Nobody Wants the Night
Als openingsfilm koos festivaldirecteur Dieter Kosslick dit jaar voor NOBODY WANTS THE NIGHT van de Catalaanse regisseur Isabel Coixet. Geen onbekende op de Berlinale, want zes keer eerder was ze hier te gast met een film. In 2003 draaide haar eerste Engelstalige speelfilm MY LIFE WITHOUT ME in de Berlijnse competitie en ook THE SECRET LIFE OF WORDS (2005) vond zijn weg naar internationale filmfestivals. Maar daarna was de magie uitgewerkt en strompelde ze van middelmatig werk (ELEGY met Ben Kingsley) naar een ronduit slechte film (ANOTHER ME) in 2013.
De verwachtingen waren dan ook niet hooggespannen, maar van een openingsfilm verwacht je ten minste een onderhoudende film. En dat is Coixet nèt niet gelukt met dit op feiten gebaseerde relaas van een gedoemde reis van de echtgenote van Noordpoolontdekker Robert Peary. Als Josephine (Juliette Binoche) verneemt dat haar man op het punt staat om als eerste mens de Noordpool te bereiken, besluit ze hem achterna te reizen. Hij vertrok begin 1909 vanaf Canada, hield Groenland aan zijn rechterzijde en bereikte na een barre tocht van anderhalve maand op 6 april 1909 de Noordpool. Vastberaden hem op zijn terugtocht in de armen te sluiten, slaat ze de waarschuwingen van ervaren poolgangers en Inuit in de ijswind.

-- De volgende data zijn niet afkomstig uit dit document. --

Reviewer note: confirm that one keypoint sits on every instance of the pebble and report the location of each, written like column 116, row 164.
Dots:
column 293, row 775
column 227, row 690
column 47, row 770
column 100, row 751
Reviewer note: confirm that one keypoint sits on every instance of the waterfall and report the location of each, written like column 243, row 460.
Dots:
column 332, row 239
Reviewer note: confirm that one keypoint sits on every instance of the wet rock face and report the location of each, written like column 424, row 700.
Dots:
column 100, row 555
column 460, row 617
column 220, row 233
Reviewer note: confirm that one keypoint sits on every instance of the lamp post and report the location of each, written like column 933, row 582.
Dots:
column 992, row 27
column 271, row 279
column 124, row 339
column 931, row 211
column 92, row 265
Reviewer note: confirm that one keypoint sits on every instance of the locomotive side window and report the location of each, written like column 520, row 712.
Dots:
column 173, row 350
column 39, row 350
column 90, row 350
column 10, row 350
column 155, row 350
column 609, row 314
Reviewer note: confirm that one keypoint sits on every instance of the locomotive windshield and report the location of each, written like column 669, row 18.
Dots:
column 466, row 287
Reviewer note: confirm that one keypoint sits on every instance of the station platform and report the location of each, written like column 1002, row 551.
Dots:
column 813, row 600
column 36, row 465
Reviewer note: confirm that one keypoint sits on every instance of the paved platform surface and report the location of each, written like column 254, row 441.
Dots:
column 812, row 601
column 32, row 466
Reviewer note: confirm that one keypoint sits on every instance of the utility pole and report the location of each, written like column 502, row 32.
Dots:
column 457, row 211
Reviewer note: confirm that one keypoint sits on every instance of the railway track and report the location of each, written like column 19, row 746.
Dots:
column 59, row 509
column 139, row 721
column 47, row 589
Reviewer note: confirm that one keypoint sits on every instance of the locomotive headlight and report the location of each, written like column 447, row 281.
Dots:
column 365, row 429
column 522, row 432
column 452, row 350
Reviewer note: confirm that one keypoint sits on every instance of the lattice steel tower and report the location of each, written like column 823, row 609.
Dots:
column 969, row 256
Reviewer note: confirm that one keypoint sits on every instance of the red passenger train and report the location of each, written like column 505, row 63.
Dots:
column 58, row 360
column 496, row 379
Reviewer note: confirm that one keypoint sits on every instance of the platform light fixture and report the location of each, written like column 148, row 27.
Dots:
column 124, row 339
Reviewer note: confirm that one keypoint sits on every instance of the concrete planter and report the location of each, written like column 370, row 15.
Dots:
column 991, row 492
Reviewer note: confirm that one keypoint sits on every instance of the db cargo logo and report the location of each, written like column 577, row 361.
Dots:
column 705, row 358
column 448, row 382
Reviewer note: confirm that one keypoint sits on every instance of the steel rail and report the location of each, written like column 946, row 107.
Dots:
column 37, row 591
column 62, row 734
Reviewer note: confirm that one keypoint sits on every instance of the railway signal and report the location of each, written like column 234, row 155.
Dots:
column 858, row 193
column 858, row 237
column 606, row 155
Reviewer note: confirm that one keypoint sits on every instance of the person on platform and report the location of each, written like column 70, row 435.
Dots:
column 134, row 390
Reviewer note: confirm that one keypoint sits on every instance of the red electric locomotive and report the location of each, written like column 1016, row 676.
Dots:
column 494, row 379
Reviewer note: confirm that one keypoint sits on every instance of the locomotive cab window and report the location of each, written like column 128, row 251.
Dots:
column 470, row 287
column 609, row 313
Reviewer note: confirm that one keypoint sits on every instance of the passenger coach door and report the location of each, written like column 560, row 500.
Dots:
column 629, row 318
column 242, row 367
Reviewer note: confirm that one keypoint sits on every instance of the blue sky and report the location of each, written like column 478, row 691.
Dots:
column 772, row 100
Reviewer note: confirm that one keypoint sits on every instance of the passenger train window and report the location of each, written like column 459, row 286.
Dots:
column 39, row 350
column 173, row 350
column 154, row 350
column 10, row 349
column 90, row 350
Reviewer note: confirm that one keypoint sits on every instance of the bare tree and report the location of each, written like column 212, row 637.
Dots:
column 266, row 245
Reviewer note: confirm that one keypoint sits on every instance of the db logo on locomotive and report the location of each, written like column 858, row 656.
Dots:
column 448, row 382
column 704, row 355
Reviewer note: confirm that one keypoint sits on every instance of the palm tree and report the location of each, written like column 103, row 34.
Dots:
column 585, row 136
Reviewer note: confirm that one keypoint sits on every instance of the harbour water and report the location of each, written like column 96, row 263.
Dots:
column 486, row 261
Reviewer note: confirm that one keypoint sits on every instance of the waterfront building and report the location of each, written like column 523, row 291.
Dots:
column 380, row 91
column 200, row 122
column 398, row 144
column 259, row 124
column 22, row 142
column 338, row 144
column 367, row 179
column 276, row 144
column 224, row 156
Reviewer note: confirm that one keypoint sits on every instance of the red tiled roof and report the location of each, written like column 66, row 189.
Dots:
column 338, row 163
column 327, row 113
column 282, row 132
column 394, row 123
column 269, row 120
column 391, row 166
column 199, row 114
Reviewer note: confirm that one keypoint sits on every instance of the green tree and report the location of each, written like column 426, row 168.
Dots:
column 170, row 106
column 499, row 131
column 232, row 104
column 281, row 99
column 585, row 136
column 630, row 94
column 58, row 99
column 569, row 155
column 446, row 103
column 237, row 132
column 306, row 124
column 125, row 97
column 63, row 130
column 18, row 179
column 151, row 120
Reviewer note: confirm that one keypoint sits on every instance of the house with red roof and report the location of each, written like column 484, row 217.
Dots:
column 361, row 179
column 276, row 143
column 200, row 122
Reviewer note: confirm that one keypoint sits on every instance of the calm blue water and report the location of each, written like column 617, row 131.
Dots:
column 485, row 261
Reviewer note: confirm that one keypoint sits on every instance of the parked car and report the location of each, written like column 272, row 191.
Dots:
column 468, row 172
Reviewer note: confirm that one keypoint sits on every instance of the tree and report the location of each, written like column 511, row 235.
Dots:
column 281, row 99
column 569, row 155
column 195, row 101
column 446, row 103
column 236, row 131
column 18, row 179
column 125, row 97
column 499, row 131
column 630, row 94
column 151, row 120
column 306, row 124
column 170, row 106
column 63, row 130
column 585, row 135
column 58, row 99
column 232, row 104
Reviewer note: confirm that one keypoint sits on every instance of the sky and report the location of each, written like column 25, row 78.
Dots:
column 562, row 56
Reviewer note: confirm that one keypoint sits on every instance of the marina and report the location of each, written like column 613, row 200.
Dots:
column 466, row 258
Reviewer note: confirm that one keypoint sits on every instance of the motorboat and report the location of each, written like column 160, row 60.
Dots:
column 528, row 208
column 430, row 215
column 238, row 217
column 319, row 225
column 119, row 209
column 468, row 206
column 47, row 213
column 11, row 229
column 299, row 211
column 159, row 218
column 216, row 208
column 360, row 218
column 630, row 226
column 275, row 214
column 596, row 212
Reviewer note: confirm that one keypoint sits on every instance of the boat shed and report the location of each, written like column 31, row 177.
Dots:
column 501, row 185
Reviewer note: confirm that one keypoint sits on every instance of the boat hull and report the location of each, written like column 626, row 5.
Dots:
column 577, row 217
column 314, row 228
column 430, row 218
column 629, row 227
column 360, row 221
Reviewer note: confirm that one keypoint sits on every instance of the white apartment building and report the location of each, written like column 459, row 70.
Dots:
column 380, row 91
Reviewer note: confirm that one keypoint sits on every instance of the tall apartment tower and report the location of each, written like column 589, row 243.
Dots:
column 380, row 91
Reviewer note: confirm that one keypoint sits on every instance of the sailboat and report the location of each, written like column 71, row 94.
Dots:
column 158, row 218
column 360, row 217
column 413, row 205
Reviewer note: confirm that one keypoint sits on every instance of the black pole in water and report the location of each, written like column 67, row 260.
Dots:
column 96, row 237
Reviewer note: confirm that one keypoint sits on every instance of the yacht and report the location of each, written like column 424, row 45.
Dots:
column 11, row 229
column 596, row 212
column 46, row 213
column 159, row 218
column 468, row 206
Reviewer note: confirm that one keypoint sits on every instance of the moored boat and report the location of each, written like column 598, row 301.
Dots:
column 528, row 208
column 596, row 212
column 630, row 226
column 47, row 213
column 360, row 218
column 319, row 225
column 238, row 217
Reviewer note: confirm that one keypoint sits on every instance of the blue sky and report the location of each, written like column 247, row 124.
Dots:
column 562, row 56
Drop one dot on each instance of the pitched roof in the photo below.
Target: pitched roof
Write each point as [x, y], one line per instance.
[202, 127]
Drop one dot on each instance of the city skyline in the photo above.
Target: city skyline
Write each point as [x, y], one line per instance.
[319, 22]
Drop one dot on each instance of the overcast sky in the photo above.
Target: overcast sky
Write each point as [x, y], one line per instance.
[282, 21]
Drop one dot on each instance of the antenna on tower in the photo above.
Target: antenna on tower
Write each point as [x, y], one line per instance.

Tijdens Josephines reis doorstaat ze de ene –prachtig in beeld gebrachte- beproeving na de andere, maar echt raken doet het niet. Haar personage is met slechts enkele primaire trekken opgezadeld door scriptschrijver Miguel Barros, en ondanks alle tranen, al het geknies en geschreeuw maken we maar geen contact met de precieuse dame. De emotionele Inuit Allaka (Rinko Kikuchi), die maanden met Josephine doormaakt in een provisorisch kamp rond de Poolcirkel, contrasteert in eerste instantie prettig, maar de gekmakende herhaling in het script doet in samenspel met de nadrukkelijke voice-over én de dichtgesmeerde muziekscore ook deze potentieel meest interessante relatie de das om. Wat rest zijn de wonderschone beelden.